Now, the Bureau of Engraving and Printing will have to reprint at least $3 billion in hundred dollar bills after a printing error rendered the money useless, The New Yorker reports. And you thought that liberal arts degree you got was a waste of cash.
The flaw occurred after the U.S. implemented a new design to prevent counterfeiting. The pathetic irony is that in taking these measures, they’ve certainly ended up creating plenty of bills that will never be counterfeited.
Because of an error dubbed “mashing,” a printer caused some of the ink on the new bills to print outside the intended lines. This is the second printing error with regard to these new hundreds, as the bills were originally supposed to be ready for circulation in 2011. You’d think an organization that’s only reason for existence is to print money would have some expertise as to how to actually print money.

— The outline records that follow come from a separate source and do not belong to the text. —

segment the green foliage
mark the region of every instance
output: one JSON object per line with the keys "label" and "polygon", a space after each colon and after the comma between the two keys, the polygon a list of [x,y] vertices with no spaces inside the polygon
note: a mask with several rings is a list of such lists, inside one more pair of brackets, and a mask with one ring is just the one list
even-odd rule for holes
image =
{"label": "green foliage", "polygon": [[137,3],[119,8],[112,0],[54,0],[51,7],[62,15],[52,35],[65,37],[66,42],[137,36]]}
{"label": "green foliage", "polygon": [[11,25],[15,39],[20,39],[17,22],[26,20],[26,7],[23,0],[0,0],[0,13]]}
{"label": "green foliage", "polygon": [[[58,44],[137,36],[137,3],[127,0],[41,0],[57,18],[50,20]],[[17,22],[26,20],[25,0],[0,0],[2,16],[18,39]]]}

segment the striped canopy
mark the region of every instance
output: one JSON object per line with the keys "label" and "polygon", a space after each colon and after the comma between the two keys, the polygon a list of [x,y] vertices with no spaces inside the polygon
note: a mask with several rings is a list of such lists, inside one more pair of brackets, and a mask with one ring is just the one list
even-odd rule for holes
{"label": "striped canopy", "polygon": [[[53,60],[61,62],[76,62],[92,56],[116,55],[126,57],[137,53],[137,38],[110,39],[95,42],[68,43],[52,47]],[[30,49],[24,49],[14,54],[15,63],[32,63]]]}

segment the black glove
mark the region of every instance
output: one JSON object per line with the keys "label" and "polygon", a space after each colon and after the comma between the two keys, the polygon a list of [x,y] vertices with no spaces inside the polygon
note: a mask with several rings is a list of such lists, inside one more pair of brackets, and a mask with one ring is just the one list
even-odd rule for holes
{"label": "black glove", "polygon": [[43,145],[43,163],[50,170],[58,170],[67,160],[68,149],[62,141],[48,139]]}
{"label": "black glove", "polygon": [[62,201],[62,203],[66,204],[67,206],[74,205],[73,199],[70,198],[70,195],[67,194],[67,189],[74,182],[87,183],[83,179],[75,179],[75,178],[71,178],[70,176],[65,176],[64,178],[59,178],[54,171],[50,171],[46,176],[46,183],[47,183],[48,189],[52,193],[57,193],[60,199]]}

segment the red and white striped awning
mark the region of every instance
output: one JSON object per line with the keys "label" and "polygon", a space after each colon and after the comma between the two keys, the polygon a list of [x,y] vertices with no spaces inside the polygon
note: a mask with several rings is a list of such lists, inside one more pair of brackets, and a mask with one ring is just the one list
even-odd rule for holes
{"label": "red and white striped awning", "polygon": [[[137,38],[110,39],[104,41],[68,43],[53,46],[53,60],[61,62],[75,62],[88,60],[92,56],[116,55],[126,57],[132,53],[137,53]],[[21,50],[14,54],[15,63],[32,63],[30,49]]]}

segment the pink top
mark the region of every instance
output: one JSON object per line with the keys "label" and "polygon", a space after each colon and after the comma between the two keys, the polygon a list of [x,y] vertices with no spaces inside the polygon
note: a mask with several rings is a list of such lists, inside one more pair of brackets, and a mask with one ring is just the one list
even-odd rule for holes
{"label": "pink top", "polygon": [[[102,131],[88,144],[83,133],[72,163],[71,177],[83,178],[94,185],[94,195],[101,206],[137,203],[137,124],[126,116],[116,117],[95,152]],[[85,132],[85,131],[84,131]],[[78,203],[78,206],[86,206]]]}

Not only are 30 million hundred-dollar notes being returned to the bureau, but thirty billion dollars’ worth awaits examination. Think about that poor sap who now has to spend eight hours a day thumbing through thousands of dollars that isn’t even worth stealing.
And while it may not cost any one of us $3 billion, it’ll still cost some of our hard-earned moolah. According to the New Yorker, “Taxpayers will have to pay to inspect, correct, produce, transport, and secure all the additional money that will replace the botched notes. Disposing of the bad bills? That’s on taxpayers, too, as are the additional hours spent making up for the mistake by employees of the bureau.”
So, if you ever wondered whether your tax dollars were going to waste, well, now you know. But at least this $3 billion will never go to waste because it isn’t legal tender.